Wie es gewünscht wird
Annegret Wicki besucht in ihrer Pfarrei zurzeit vier betagte Personen regelmässig. Sie bringt viel Lebenserfahrung in diese Aufgabe: Wicki ist 77, Mutter von fünf Kindern, war Bäuerin, Gemeinderätin und Sakristanin, gestaltete lange Wortgottesdienste und besucht seit Jahren Betagte. Vor 25 Jahren fragte sie der damalige Pfarrer, ob sie ihn bei der Hauskommunion unterstützen wolle. Das von ihm erhaltene Büchlein «Die Feier der Krankenkommunion» nimmt Annegret Wicki heute noch mit. Doch sie gestaltet ihre Besuche weitgehend frei. «So, wie die Menschen es wünschen und vielleicht von früher gewohnt sind», sagt sie.

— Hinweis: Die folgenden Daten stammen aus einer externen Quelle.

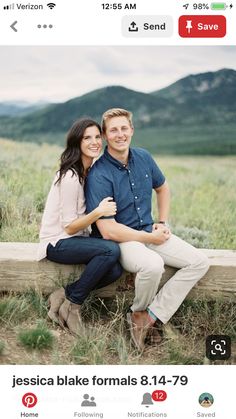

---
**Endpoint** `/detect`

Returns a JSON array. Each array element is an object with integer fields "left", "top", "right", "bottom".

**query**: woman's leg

[{"left": 47, "top": 236, "right": 122, "bottom": 304}]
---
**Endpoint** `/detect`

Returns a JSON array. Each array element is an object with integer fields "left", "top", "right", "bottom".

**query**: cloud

[{"left": 0, "top": 46, "right": 236, "bottom": 102}]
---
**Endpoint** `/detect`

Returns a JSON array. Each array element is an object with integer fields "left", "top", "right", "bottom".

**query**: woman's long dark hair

[{"left": 55, "top": 118, "right": 102, "bottom": 184}]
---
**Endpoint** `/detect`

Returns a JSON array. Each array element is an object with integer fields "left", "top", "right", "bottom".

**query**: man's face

[{"left": 104, "top": 116, "right": 134, "bottom": 153}]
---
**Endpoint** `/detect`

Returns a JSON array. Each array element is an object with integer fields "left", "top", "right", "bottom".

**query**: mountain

[
  {"left": 152, "top": 69, "right": 236, "bottom": 123},
  {"left": 0, "top": 69, "right": 236, "bottom": 154},
  {"left": 0, "top": 101, "right": 46, "bottom": 116}
]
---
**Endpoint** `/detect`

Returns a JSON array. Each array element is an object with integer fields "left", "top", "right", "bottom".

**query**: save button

[{"left": 179, "top": 15, "right": 226, "bottom": 38}]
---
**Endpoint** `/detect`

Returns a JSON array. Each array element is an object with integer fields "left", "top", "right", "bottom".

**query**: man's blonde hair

[{"left": 101, "top": 108, "right": 133, "bottom": 133}]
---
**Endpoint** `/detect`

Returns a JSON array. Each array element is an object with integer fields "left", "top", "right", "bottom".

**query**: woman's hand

[{"left": 98, "top": 196, "right": 117, "bottom": 217}]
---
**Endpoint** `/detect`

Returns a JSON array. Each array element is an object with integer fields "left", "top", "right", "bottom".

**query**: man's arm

[
  {"left": 155, "top": 181, "right": 170, "bottom": 225},
  {"left": 96, "top": 219, "right": 170, "bottom": 244}
]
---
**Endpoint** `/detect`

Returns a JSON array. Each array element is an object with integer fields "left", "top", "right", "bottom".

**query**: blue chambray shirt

[{"left": 85, "top": 147, "right": 165, "bottom": 237}]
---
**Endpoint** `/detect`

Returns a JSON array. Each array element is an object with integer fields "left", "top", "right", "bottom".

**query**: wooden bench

[{"left": 0, "top": 242, "right": 236, "bottom": 300}]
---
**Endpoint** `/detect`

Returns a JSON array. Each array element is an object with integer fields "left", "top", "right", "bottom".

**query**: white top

[{"left": 37, "top": 170, "right": 89, "bottom": 260}]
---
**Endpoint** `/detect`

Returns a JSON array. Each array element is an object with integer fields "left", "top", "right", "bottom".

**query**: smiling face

[
  {"left": 80, "top": 125, "right": 102, "bottom": 159},
  {"left": 104, "top": 116, "right": 134, "bottom": 160}
]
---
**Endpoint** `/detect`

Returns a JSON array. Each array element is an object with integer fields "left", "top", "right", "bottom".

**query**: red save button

[{"left": 179, "top": 15, "right": 226, "bottom": 38}]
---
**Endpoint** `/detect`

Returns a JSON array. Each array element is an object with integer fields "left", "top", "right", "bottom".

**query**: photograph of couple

[
  {"left": 0, "top": 47, "right": 236, "bottom": 364},
  {"left": 40, "top": 108, "right": 209, "bottom": 351}
]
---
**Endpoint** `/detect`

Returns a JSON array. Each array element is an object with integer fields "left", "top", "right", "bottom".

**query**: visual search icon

[{"left": 206, "top": 335, "right": 231, "bottom": 361}]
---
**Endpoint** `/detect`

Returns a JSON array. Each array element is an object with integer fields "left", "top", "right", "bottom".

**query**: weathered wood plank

[{"left": 0, "top": 243, "right": 236, "bottom": 299}]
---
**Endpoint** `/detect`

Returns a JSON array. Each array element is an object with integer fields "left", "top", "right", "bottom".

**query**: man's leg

[
  {"left": 120, "top": 242, "right": 164, "bottom": 351},
  {"left": 147, "top": 234, "right": 209, "bottom": 323},
  {"left": 120, "top": 241, "right": 164, "bottom": 311}
]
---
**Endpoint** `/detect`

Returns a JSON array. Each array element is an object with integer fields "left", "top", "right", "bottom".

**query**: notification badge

[
  {"left": 22, "top": 393, "right": 38, "bottom": 408},
  {"left": 152, "top": 390, "right": 167, "bottom": 402},
  {"left": 179, "top": 15, "right": 226, "bottom": 38}
]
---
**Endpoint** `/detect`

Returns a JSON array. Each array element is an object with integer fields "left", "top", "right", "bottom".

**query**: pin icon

[{"left": 22, "top": 393, "right": 38, "bottom": 408}]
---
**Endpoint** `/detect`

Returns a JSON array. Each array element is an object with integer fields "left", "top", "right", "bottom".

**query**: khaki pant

[{"left": 120, "top": 234, "right": 209, "bottom": 323}]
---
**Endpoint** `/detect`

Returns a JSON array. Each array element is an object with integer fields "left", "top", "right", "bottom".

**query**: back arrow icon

[{"left": 10, "top": 20, "right": 17, "bottom": 32}]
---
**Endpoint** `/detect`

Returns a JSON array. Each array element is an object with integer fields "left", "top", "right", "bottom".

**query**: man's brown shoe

[
  {"left": 48, "top": 287, "right": 66, "bottom": 323},
  {"left": 146, "top": 325, "right": 163, "bottom": 345},
  {"left": 127, "top": 311, "right": 152, "bottom": 352},
  {"left": 59, "top": 299, "right": 83, "bottom": 335}
]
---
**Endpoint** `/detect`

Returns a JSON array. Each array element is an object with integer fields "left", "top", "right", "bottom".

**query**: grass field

[
  {"left": 0, "top": 140, "right": 236, "bottom": 249},
  {"left": 0, "top": 139, "right": 236, "bottom": 364}
]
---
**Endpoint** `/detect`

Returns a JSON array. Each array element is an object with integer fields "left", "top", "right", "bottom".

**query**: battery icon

[{"left": 211, "top": 3, "right": 227, "bottom": 10}]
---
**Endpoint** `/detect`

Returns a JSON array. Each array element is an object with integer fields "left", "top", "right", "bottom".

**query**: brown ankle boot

[
  {"left": 59, "top": 299, "right": 83, "bottom": 335},
  {"left": 48, "top": 287, "right": 66, "bottom": 323}
]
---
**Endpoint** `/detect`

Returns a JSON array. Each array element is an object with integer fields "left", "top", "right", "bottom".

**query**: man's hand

[
  {"left": 152, "top": 223, "right": 171, "bottom": 233},
  {"left": 149, "top": 224, "right": 171, "bottom": 245}
]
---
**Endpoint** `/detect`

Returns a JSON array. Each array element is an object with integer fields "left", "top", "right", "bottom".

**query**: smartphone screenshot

[{"left": 0, "top": 0, "right": 236, "bottom": 419}]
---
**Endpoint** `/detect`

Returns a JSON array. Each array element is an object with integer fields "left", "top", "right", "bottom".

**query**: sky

[{"left": 0, "top": 46, "right": 236, "bottom": 103}]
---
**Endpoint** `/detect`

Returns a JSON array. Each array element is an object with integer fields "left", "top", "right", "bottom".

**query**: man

[{"left": 86, "top": 109, "right": 209, "bottom": 350}]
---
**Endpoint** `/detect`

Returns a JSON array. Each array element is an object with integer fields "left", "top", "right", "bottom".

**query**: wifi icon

Da möchte vielleicht eine Person immer am Herz-Jesu-Freitag besucht werden, jemand anderes stellt ein Kreuz oder Bild auf den Tisch, ein Gebet aus der Kindheit wird wieder wichtig. Oder es ist wie bei Kobi: Das Kafi zu Beginn. Die Kommunion selbst ist zwar zentral, ebenso wichtig ist Wicki aber der Besuch selbst, weil er eine Gelegenheit ist, gelebte Kirche in eine Küche oder Stube zu bringen. Will heissen: Da kommt jemand, der zuhört und nicht wertet, der wahrnimmt und Verbindung schafft zu dem, was eine Pfarreigemeinschaft trägt, aber auch zu Angehörigen oder Nachbar:innen, wenn jemand etwas braucht. «Hilfe darf nicht kompliziert sein», beschreibt das Annegret Wicki.
Heilsame Begegnung
Thomas Villiger, langjähriger Pfarreileiter und Seelsorger in Römerswil, verweist auf das Bibelwort aus dem Matthäus-Evangelium: «Ich war krank und ihr habt mich besucht.» Für ihn ist die Hauskommunion «vielfältige Begegnung: mit Jesus Christus im Wort und Brot des Lebens, und mit jenen, die da sind», sagt er. Den Menschen werde die Kommunion nach Hause oder ans Krankenbett gebracht, damit sie aus dieser heilsamen Begegnung Kraft schöpfen können. «Sie erfahren dabei, dass sie einerseits verbunden bleiben mit Christus, der sie gerade in kranken Tagen stärkt. Aber auch mit der Pfarrei, mit Menschen, die an sie denken und für sie beten.» Villiger sagt, er habe oft erlebt, dass auch Angehörige, die mitfeiern, in ihrer oft schweren Pflegeaufgabe Stärkung erfahren.
Zufrieden und gestärkt
Das bestätigt Annegret Wicki. Nach einer Dreiviertelstunde verabschiedet sie sich: «Alles Gueti und bes baud!» Kobi Elmiger winkt. Sie habe viele schöne Erinnerungen an solche Besuche, sagt Wicki. «Auch wenn es mir selber nicht so gut ging, kehrte ich danach immer zufrieden und gestärkt nach Hause zurück.»
Kursangebote
Der Dienst der Haus- und Krankenkommunion kann von Frauen und Männern aus einem Pastoralraum ebenso geleistet werden wie von Seelsorger:innen. Die Landeskirche bietet dafür 2026 neu einen Kurs an.
Dieser richtet sich an Personen, die bereits einen Kurs für Lektor:innen und Kommunionspender:innen besucht haben. Solche Kurse gibt es jährlich mehrmals. Der nächste findet am Samstag, 30. August, in der Klosterherberge Baldegg statt.